For more than a hundred and fifty years, the Colonies had considered themselves as independent colonies, governed by laws of their own making, under the protection of the British Crown. Their relationship with the British government as expressed through its Parliament had always been tenuous at best. It was the increasing encroachment on the colonies independent status by Parliament that eventually led to the break with Great Britain and the Revolutionary War.

It is interesting to note that in the original copy of the Declaration of Independence on display in the Rotunda for the Charters of Freedom in Washington, D.C., and in most published copies of the Declaration, the word “united” in the first line of the final paragraph is not capitalized. It is “united States of America” not “United States of America”. The significance of this minor detail is in the type of union the Colonies envisioned. Also, notice that states never appears in the singular, always the plural. Compare the plural word “states” as used in our founding documents with the singular title, “State of Great Britain”. The colonies were “united” in their independence from England and they were “united” in defense. They did not consider themselves to be, and did not contemplate becoming a single consolidated “State” government.

The government later established under the Articles of Confederation was anything but a united, state government. In fact, the Articles were primarily concerned with mutual defense and international commerce. Article Two specifically precludes any type of central authority over the states other than the few specified.

Article Two
“Each State retains its sovereignty, freedom, and independence, and every power, jurisdiction, and right, which is not by this Confederation expressly delegated to the United States in Congress assembled.”

This spirit of independence held by the states was carried over in the Constitution and was the principle underlying the list of enumerated powers in the Constitution and the prohibition of encroachment by the national government on the liberties of its citizens, by the Bill of Rights, especially the Tenth Amendment. The states would never have ratified a Constitution calling for a central consolidated government. The highly venerated Federalist Papers were written primarily to convince the inhabitants of the various states that such a consolidated government could never develop under the Constitution. As it turns out, Hamilton, Jay and Madison severely underestimated the ingenuity of politicians on a quest for power, and the fears of the anti-federalist who opposed the Constitution have been proven by history, to be valid.

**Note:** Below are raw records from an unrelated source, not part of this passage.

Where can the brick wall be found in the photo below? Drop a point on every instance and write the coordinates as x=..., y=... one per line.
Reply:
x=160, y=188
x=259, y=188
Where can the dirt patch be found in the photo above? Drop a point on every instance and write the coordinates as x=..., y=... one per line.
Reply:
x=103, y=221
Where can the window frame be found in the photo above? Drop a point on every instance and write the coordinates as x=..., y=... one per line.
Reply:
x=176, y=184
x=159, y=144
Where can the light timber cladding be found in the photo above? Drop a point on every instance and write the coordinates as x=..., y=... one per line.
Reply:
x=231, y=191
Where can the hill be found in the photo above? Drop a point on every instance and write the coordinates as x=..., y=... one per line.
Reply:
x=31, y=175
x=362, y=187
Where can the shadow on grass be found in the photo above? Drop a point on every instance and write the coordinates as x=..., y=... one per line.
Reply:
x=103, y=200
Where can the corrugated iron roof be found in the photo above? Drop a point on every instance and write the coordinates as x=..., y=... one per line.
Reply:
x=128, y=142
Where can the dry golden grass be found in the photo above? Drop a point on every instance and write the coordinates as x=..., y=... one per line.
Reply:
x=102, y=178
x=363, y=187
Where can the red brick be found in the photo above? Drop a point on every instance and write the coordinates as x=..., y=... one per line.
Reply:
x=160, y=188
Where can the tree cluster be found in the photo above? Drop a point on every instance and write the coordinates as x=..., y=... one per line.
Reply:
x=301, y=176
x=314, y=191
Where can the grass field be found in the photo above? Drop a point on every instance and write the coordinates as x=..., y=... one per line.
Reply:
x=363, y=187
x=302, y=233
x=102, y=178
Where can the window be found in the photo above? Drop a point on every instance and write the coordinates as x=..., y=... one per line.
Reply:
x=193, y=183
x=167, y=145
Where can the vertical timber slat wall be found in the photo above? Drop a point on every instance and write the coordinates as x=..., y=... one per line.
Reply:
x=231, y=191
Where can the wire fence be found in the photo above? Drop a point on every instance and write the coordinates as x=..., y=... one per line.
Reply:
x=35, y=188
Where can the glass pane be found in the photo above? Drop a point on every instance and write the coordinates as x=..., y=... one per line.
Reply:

The difference between a “federal government” and a “national government” is more than just a matter of semantics. The national government envisioned by the present administration, regulating a centrally planned economy and regulating the private and collective lives of American citizens cannot be accomplished without uniform national laws and despotic enforcement. This fact has been made manifest by the recently passed and proposed regulatory bills of this administration concerning health care, finance, manufacturing, energy, etc. It is further manifested in the ongoing court cases in Arizona, California, Virginia and some dozen other states concerning immigration, gay marriage, energy production, etc.

The Constitution is a static document. Its words do not change with the calendar. If we are successful in taking back control of the government in the next two elections, there is hope for the restoration of limited constitutional government. However, federalism is dead. Nationalization of the central government has advanced to the point it can never be restored to the status of a federal government without major social upheavals that would never be condoned by the people. The best we can hope for is a modified national government with the gradual elimination of some if its more egregious encroachments.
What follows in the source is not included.